# Almost that time....



## Luns (Feb 10, 2010)

So im sitting here looking out my window at the pond next door and started to think, whats the first lure im going to throw this year? Im thinking a texas rigged 4.5" craw or a matts ultimate gil what about you guys?


----------



## autogyroenthusiast (Oct 25, 2007)

Starting with a fluke this year. Heard lots of good things, never tried one.


----------



## FatRap007 (Jul 23, 2009)

senco mabey some weights, gulp drop shot w/3 minnies or rattletrap


----------



## Wolfhook120 (Oct 17, 2007)

I try to start out the year with a 4" lizard either black or dark green pumpkin.

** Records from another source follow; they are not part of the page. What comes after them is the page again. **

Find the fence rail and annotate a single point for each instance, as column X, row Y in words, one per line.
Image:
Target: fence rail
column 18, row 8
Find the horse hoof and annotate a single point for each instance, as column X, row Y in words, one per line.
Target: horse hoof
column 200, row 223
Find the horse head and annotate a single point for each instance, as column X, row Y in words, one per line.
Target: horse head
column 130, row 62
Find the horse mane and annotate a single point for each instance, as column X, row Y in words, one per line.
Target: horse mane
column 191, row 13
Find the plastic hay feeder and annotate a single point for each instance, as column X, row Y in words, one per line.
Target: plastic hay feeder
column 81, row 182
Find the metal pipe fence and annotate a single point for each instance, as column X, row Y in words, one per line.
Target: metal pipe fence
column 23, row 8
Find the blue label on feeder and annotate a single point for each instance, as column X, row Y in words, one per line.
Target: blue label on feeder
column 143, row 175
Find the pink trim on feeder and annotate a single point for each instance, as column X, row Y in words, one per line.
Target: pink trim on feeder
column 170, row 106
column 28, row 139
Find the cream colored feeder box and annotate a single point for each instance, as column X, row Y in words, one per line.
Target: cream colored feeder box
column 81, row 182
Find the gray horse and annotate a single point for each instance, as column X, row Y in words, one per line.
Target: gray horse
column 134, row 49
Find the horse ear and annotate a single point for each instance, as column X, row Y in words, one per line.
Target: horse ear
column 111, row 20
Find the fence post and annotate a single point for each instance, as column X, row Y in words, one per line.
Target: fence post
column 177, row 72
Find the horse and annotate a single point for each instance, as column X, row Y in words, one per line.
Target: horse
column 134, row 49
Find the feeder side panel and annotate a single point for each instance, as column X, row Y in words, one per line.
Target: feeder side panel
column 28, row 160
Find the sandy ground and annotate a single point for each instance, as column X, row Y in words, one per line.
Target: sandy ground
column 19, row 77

Craws usually don't come out of their winter burrows until water temp is around 58-60 degrees. However the salamanders, earth worms, water dogs and tadpoles (mostly amphibian based forage) begins to appear this time of year and bass will most likely key in on this forage base before anything else to fatten up before the spawn. The forage is small this time of year also, so I try not to fish anything larger than 4" at the most.


----------



## lang99 (Mar 6, 2009)

booyah baby boo jig 5/16 with zoom super chuck jr trailer both green pumpkin.


----------



## FLIPNPITCH (Apr 15, 2009)

X2 on the booyah baby boo. I like the zoom swimmin chunk.


----------



## jwardy21 (Feb 27, 2009)

Went out today and caught two bucket mouths. One 15" and the other was 17". My lure of choice was Yum wooly craw in black neon.


----------



## OZZIEOHIO (Dec 25, 2007)

caught a 3.8 pound bass today on a spinnerbait. Fire tiger with gold leafs


----------



## FISHIN216 (Mar 18, 2009)

those who caught them. what part of Ohio are you guys fishing? my pond just thawed. I tried a half ounce jig with a craw trailer cause I saw one go into some leaves. thing was huge too. didnt get a bite though


----------



## jwardy21 (Feb 27, 2009)

I live in south central ohio...Chillicothe (about 50 miles south of columbus). I fished two run offs into the water thinking the rain water would be warmer and they would be sitting there. i don't know if was true but that's where I caught'em...


----------



## Marshall (Apr 11, 2004)

Fished a public pond yesterday that the ice just came off of a few days ago. The wind blew some muck to the edge of the shallow end so i said what the heck. I tossed my jig on top of the muck and slowly drug it across and to my suprise a nice bass busted through the muck and ate the jig. Those warm days must have fired them up, the cold water didn't seem to slow them down at all. Just goes to show that sometimes thinking outside the box will give a nice return. Gotta love small ponds and a few warm days this time of year.


----------



## OZZIEOHIO (Dec 25, 2007)

Caught 4 on Tycoon 3 days ago and 2 on Lake snowden yesterday. Alot of people were catching them on Tycoon, one guy had a 6 pound bass. He caught it on live minnows fishing for Crappie.


----------



## Cw_Angler_11 (Apr 11, 2006)

Got a 16 inch LM yesterday on a shad rattle trap.


----------



## Luns (Feb 10, 2010)

Where are the pics guys????


----------



## OZZIEOHIO (Dec 25, 2007)

I took pic with my cell pone but dont know how to get tyhem on here.


----------